Unter dem Theatervorplatz Richtung Innenstadt werden, ebenso unterirdisch, drei Werkstätten und Technikräume sowie der Tank der Sprinkleranlage untergebracht. „Mit dieser Lösung haben wir es geschafft, dass alle Mitarbeiter, die vor Ort sein müssen, weiter Räume haben – aber eben so, dass sie dem Arbeits- und dem Brandschutz entsprechen“, so Eichelbrenner. Das bedeutet aber auch: Viele Parkplätze fallen auf dem Goetheplatz weg.
Doch ehe der riesige Bohrer loslegt, ehe Bagger den Boden ausheben können, war eine aufwendige Suche nach möglichen Resten des Zweiten Weltkriegs nötig – Kampfmittelsondierung genannt. „Das hat uns enorm beschäftigt“, so Augsburger. Schließlich waren während des Krieges hier ein Bunker und eine Flugabwehr-Stellung, und nach dem Krieg wurden oft Munitionsreste oder Waffen einfach in Gruben geworfen und zugeschüttet.
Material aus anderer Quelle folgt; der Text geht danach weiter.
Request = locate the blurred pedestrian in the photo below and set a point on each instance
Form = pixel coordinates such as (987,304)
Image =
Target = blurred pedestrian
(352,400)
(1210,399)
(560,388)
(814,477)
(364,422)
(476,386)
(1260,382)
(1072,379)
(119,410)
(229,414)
148 sogenannte Verdachtspunkte ergab die Sondierung. Überall mussten die Arbeiter vorsichtig mit der Schaufel graben, langsam Schicht für Schicht abheben. Wenn ein Bagger nötig war, dann nur ein Spezialgerät mit dicker Panzerglasscheibe, das maximal 15 Zentimeter auf einmal abheben durfte. Auch Bohrlochradar kam zum Einsatz.
Viele Schadstoffe entdeckt
Von den 148 Punkten wiesen 144 „Anomalien“ auf, also irgendein Metall, „aber gefunden haben wir nur Kleinkram“, sagt Augsburger erleichtert. Bis in drei Meter Tiefe wurde gesucht, und nun gelte das Areal als kampfmittelfrei.
Gearbeitet wird hier derzeit werktags von 7 bis 20 Uhr – schließlich gilt es, einen engen Zeitplan einzuhalten. Außerhalb der Bauzeit schützen moderne Videotürme die Baustelle, die jede Bewegung registrieren und melden, aber außerhalb des Bauzaunes – und damit des Hausrechts – die Bilder nur verpixelt aufzeichnen.
Betritt man das Spielhaus, stößt man auf viel Holz. Der Boden im Foyer, die Garderobe, die Theken, die Wandmosaiken, „was kostbar und unter Denkmalschutz steht, haben wir eingehaust“, sagt Augsburger, sprich: mit Sperrholzplatten abgedeckt. In Opern- und Schauspielhaus sind die Bühnen weitgehend nackt. „Was an Bühnentechnik noch funktioniert und weiterverwendet wird, haben wir geschützt und abgedeckt, den veralteten Rest weg und einen Teil in die Ersatzspielstätten“, erläutert Augsburger.
Da die gesamte Haustechnik marode und veraltet ist, müssen viele Leitungen raus. Zu sehen sind teilweise ganze Bündel abgeschnittener Kabel, ab und zu aber auch ein warnendes Schild, was nicht herausgebrochen werden darf. In erster Linie läuft derzeit die Schadstoffsanierung. Raum für Raum wird mit Folien sicher abgeklebt, dann Unterdruck erzeugt und all das entfernt, was es heute nicht mehr geben darf: Asbest, langlebige chlorierte Kohlenwasserstoffe, polyzyklische aromatische Kohlenwasserstoffe und einige mehr. Von all dem habe man „mehr als gedacht“ gefunden, so Augsburger.
Das sei zwar bisher gut eingekapselt und für die Besucher wie das Ensemble ungefährlich gewesen – aber eben nun nicht mehr, wenn Wände herausgerissen, Böden geöffnet und Leitungen erneuert werden. Doch bis diese eigentlichen Sanierungsarbeiten dann losgehen können, werde es sicher Sommer, erklärt er.